Док говорит что-то еще, но он стоит к нам спиной, поэтому услышать не получается.
— Значит, мы просто отведем ее сегодня же вечером на четвертый этаж, — подытоживает Старейшина, снова поднимая ведро и поднеся его к насосу.
— Мне не кажется…
Старейшина грохает ведерко об пол. Прозрачная жидкость внутри прыгает, но из-за густоты — она похожа на сироп — не выплескивается через бортик.
— Знаешь, что? — кричит он, шагая к Доку. — Если честно, мне глубоко плевать, что тебе там кажется. Если бы ты послушался меня в первый раз, с тем, другим, ничего бы не случилось.
— О чем ты…
— Ты знаешь, о чем я! — ревет Старейшина. — О Старшем! Ты оставил его в живых!

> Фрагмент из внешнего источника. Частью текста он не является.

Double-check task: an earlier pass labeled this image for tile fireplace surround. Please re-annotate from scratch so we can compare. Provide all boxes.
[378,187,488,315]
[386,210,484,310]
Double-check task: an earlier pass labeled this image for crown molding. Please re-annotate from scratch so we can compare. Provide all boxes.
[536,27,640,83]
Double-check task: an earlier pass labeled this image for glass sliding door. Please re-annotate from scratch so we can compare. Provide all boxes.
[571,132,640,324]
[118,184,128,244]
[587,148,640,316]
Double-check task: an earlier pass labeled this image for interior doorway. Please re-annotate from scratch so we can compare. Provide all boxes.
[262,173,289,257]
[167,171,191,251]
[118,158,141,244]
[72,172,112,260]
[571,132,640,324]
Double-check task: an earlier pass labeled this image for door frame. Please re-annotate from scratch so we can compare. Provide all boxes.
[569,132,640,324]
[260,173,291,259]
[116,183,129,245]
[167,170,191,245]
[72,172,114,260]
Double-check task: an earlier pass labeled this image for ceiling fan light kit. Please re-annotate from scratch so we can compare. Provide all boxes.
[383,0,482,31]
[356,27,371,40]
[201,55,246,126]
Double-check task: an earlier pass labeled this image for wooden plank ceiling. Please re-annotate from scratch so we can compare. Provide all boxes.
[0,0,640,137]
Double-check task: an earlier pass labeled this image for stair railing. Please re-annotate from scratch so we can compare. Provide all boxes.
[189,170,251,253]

Эми ловит меня за руку. Пытаясь разобрать их разговор, я слишком близко, опасно близко подался вперед.
— А что не так со Старшим?
— Да не этого. Прежнего Старшего.
Док смотрит на Старейшину холодно и бесстрастно, но я чувствую, что он едва сдерживается. Губы его сжаты так плотно, что кожа побелела, на скулах ходят желваки.
Старейшина не замечает его ярости.
— Первого Старшего! Который сейчас уже должен был бы выполнять свои обязанности, а я мог бы отдыхать, не тратя остаток своей жизни на мальчишку, который думает не головой, а черт знает чем!
— Ты приказал отвести Старшего на четвертый этаж, и я отвел. — Док с вызовом выпрямляется.
— Но ты ведь не убил его, как я приказал?
— Я думал… фидус…
— Мне кажется, тебе самому не помешает фидус, — рычит Старейшина. — Ты до сих пор его защищаешь? Прячешь его, да?
— Я думал… — От страха Док словно съеживается. — Он исчез с карты вай-комов. Я думал, он покончил с собой.
Старейшина фыркает.
— Но так и не проверил, да? И смотри, что вышло. Двое замороженных мертвы, одна проснулась.
— Он умер, Старейшина. Клянусь тебе, он умер.
Не знаю, вправду ли Старейшина верит ему или просто хочет поверить. Обернувшись, он снова берет в руки ведро.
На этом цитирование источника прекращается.